In 1840 J. O ’D’s Field Notes said that “No part of the original church remained and the site was occupied by a Protestant church still in use. 80 yards south is a square earthen fort. One furlong N.W of the church is a square castle”. It was owned by the Butlers. They had left some years previous to 1840 as they had acquired Mount Juliet by marriage.The Lismolin Butler estate was sold about 1850. One mile from Lismolin lived Maria Butler in Wilford House (now called The Bishop’s House). Maria Butler was related to the Lismolin Butlers. In 1787 Bishop John Butler detached himself from the Catholic Church and married Maria. She was 23 years old and he was 57.They had one malformed baby who died soon after birth. Some time later they separated. Maria remarried soon afterwards. She married John Moore from Portumna.They had one son Hubert Butler Moore and a grandson called Butler Dunboyne Moore, one of whose descendants was Sir Claude Auchinlech of Co. Fermanagh. He was Field Marshal and Chief of Staff to General Montgomery during World War II.

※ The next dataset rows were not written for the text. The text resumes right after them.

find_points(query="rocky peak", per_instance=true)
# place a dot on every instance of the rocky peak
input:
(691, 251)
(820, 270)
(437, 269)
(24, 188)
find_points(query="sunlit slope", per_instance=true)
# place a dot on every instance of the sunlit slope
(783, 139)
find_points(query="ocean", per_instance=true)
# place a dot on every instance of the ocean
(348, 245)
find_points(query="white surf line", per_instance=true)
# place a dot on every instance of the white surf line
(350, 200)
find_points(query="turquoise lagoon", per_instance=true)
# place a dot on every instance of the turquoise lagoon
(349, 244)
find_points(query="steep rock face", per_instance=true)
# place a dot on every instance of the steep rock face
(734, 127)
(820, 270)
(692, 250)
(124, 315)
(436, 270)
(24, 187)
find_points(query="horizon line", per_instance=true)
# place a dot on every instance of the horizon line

Articles written about Lismolin relate that after the Battle of Kinsale 1601, the Ulstermen on their way home camped in a field near Lismolin. One of the O’Neill’s died there. Williamite armies came there en-route from Waterford to Limerick in 1691 with their siege train that Sarsfield destroyed in Ballyneety. They occupied and fortified Lismolin Castle.
Lismolin school (Ballydonnell) was built in 1857 and closed in 1966.